# Clustering and Optimization


## Lets form the clusters first using k-means

In [1]:
 %matplotlib inline
import seaborn
import matplotlib.pyplot as plt
from kmeans import kmeans, randomsample
import numpy as np
import pandas as pd
import random
import os
from BorealWeights import BorealWeightedProblem
from pyomo.opt import SolverFactory


In [2]:
%%time
seed = 2
random.seed(seed)
np.random.seed(seed)
data_dir = os.path.join(os.getcwd(), '../boreal_data')
carbon = pd.read_csv(os.path.join(data_dir, 'Carbon_storage.csv'))
X = carbon.values
X[carbon.isnull()] = np.nanmin(carbon) - np.nanmax(carbon)
randomcenters = randomsample(X, 50)
centers, xtoc, dist = kmeans(X,
                             randomcenters,
                             delta=.00001,
                             maxiter=100,
                             metric='cosine',
                             verbose=0)

In [3]:
%%time
C = centers.copy()
weights = np.array([sum(xtoc==i) for i in range(0,len(C))])

In [4]:
%%time
ClustProblem = BorealWeightedProblem(C,weights)
opt = SolverFactory('glpk')
res = opt.solve(ClustProblem.model, False)

In [5]:
def res_to_list(model):
    resdict = model.x.get_values()
    reslist = np.zeros(model.n.value)
    for i,j in resdict.keys():
        if resdict[i,j] == 1.:
            reslist[i] = j
    return reslist

In [6]:
reslist = res_to_list(ClustProblem.model)

In [7]:
optim_result_surrogate = sum([C[ind,int(reslist[ind])]*weights[ind] for ind in range(len(reslist))])
optim_result_surrogate

That is pretty close to the optimization values acquired by traditional optimization!

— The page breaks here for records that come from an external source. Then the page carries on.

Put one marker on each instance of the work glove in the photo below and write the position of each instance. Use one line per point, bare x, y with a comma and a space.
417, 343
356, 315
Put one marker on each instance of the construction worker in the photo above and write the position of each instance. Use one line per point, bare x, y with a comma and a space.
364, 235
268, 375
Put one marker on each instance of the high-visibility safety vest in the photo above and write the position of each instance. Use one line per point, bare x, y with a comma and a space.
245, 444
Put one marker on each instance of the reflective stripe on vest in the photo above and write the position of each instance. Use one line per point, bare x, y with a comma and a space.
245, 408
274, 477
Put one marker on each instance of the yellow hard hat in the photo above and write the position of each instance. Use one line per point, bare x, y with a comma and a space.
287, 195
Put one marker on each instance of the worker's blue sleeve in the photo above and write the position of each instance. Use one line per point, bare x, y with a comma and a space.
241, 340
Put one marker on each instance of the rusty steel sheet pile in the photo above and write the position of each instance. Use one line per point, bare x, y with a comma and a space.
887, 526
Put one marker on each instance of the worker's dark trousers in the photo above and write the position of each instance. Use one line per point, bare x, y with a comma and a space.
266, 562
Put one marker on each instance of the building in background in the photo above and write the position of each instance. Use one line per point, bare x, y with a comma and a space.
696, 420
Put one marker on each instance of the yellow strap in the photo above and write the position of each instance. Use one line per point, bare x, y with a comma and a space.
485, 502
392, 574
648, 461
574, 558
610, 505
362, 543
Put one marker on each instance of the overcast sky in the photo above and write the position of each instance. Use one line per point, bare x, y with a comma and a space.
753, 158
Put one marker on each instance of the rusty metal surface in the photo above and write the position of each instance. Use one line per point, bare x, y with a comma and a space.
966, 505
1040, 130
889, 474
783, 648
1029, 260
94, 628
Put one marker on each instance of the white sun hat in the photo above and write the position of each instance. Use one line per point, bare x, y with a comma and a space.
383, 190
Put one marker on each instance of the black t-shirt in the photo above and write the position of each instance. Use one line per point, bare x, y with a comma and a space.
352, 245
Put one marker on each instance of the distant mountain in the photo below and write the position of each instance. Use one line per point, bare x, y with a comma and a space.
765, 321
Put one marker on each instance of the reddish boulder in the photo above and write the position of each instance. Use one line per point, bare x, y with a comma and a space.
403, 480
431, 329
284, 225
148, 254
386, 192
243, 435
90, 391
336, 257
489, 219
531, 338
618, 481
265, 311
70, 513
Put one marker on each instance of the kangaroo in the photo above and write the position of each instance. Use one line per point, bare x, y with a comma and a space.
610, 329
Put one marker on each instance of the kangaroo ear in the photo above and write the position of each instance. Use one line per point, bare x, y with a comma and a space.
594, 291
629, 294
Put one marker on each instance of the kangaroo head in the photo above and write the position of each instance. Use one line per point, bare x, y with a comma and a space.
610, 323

Let's also check corresponding values using original values in clusters:

In [8]:
optim_result_surrogate_origin = sum([sum(X[xtoc==ind][:,int(reslist[ind])]) for ind in range(len(reslist))])
optim_result_surrogate_origin

In [9]:
(optim_result_surrogate - optim_result_surrogate_origin)/optim_result_surrogate_origin

Relative error between surrogate result and surrogate result mapped back to original values is quite small

Compare also to original optimization:

In [10]:
%%time
orig_weights = np.ones(len(X))
OrigProblem = BorealWeightedProblem(X,orig_weights)
opt.solve(OrigProblem.model, False)

In [11]:
orig_res_values = res_to_list(OrigProblem.model)
optim_result_orig = sum([X[ind,int(orig_res_values[ind])] for ind in range(len(orig_res_values))])
optim_result_orig

In [12]:
(optim_result_orig - optim_result_surrogate_origin) / optim_result_orig

The difference is then about 3%, which isn't so bad. 

The next step would be rethinkin the clustering:
- what happens if we now use the same clustering to calculate f.ex. revenue values.?
- do we use all the data values to create clusters?